1st Workshop on Creating Interoperable Corpora of Historical Newspapers (PressMint) Second Call for Papers Date: May 16, 2026, half-day workshop Location: Palma de Mallorca, Spain Website: https://www.clarin.eu/PressMint-LREC2026 Submission Deadline: 1 March 2025 Submission link: https://softconf.com/lrec2026/PressMint/
Advertisement/Tagline Unlock the pan-European history! Join the PressMint workshop to build & analyze multilingual, interoperable historical newspaper corpora! Workshop description Historical newspapers are of interest to historians and historical linguists, as well as to social and political scientists, ethnologists, anthropologists, media and communication scholars, and researchers in cultural studies. All of these are fields where contemporary digital resources, tools and methods (e.g. “distant reading”) are still underutilised. On the other hand, corpora of historical newspapers already exist for a number of languages and countries to a large extent, as they are out of copyright. Also, the images, and often OCR, are available through the national libraries. Also, in recent years these data started to be of big interest to the researchers since they preserve the historical, cultural, political, societal past. However, these corpora are not interoperable, which precludes methods for their comparison, as well as any translingual and transnational research, an especially important consideration, as statehood and nationhood are highly dynamic in Europe in the period to be covered by the project corpora. An initial joint attempt towards the creation of a corpus of historical newspapers from the beginning of 20. century on, is the CLARIN flagship project PressMinthttps://www.clarin.eu/pressmint.

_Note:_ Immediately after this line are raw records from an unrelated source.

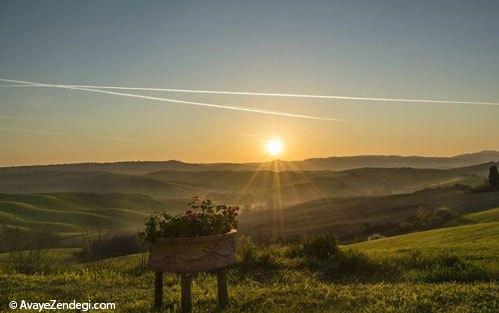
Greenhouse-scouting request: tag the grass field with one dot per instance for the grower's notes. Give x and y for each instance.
(451, 269)
(70, 213)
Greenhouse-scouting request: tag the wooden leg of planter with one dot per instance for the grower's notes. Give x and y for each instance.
(223, 296)
(158, 290)
(186, 282)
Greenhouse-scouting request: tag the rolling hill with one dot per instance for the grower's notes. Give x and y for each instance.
(254, 188)
(71, 213)
(346, 216)
(313, 164)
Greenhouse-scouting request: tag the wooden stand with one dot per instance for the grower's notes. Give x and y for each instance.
(186, 290)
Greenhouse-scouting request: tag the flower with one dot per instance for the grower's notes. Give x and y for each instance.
(191, 215)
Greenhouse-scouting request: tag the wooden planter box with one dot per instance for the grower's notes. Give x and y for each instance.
(189, 255)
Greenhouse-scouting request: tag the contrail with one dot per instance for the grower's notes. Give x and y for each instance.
(203, 104)
(268, 94)
(44, 132)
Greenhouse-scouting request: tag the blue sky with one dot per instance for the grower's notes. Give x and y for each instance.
(406, 49)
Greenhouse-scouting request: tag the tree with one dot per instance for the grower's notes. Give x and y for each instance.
(494, 176)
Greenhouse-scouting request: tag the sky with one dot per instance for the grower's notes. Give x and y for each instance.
(442, 50)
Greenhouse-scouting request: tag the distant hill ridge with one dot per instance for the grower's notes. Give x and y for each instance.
(330, 163)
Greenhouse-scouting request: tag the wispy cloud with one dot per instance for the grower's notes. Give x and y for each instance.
(201, 104)
(45, 132)
(270, 94)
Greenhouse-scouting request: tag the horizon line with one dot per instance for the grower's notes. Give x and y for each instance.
(254, 162)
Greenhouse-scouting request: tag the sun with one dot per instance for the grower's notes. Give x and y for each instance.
(274, 146)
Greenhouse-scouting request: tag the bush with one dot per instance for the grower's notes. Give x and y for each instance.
(202, 218)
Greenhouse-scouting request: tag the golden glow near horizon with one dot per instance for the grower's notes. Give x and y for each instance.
(274, 146)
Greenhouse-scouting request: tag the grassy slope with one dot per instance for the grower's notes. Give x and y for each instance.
(348, 214)
(286, 290)
(70, 213)
(475, 241)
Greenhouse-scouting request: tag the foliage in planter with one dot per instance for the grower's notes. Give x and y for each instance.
(203, 218)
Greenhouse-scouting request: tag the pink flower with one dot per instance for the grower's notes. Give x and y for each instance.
(191, 215)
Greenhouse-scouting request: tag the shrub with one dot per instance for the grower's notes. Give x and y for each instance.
(201, 219)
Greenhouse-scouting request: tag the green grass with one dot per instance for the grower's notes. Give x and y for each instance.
(70, 213)
(491, 215)
(475, 241)
(442, 270)
(287, 292)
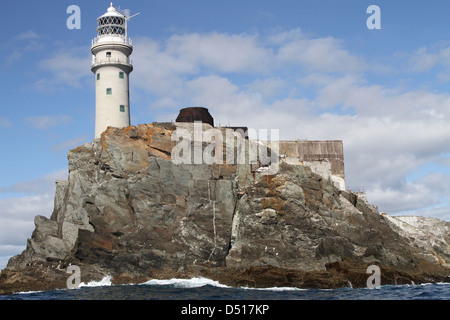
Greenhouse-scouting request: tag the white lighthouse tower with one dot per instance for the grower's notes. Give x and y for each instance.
(111, 64)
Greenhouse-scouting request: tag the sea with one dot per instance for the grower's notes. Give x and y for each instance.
(204, 298)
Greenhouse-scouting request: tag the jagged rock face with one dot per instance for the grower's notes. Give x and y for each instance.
(127, 208)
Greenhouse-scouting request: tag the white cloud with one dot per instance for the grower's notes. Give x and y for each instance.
(316, 54)
(66, 68)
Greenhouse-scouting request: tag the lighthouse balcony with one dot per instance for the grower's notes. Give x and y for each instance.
(122, 39)
(96, 62)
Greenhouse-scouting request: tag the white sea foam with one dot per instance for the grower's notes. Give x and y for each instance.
(106, 281)
(201, 282)
(185, 283)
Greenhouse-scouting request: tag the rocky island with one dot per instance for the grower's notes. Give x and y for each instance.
(130, 212)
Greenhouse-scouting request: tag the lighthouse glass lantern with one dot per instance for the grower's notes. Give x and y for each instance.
(111, 64)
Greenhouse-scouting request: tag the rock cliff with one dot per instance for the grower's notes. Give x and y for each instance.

The project features data from 20 partners at the moment, aiming to develop a standard for interoperable resources of newspapers in diachronic timespans. The final goal is to provide structured and high quality multilingual data in a common format, with the same type of linguistic annotation that covers (at least partially) the same time period. Objective The PressMint workshop aims to gather experts interested in creating, processing and analyzing interoperable corpora of historical data in general, but especially with a focus on newspapers. Another very important objective is to consider also the perspective of the communities who use historical data - their purposes, requirements, feedback. We encourage the interested colleagues to present their work on both types of levels – national and pan-European; monolingual and multilingual as well as task-specific and multidisciplinary. We view this workshop as a venue to exchange research ideas and start collaboration on this topic.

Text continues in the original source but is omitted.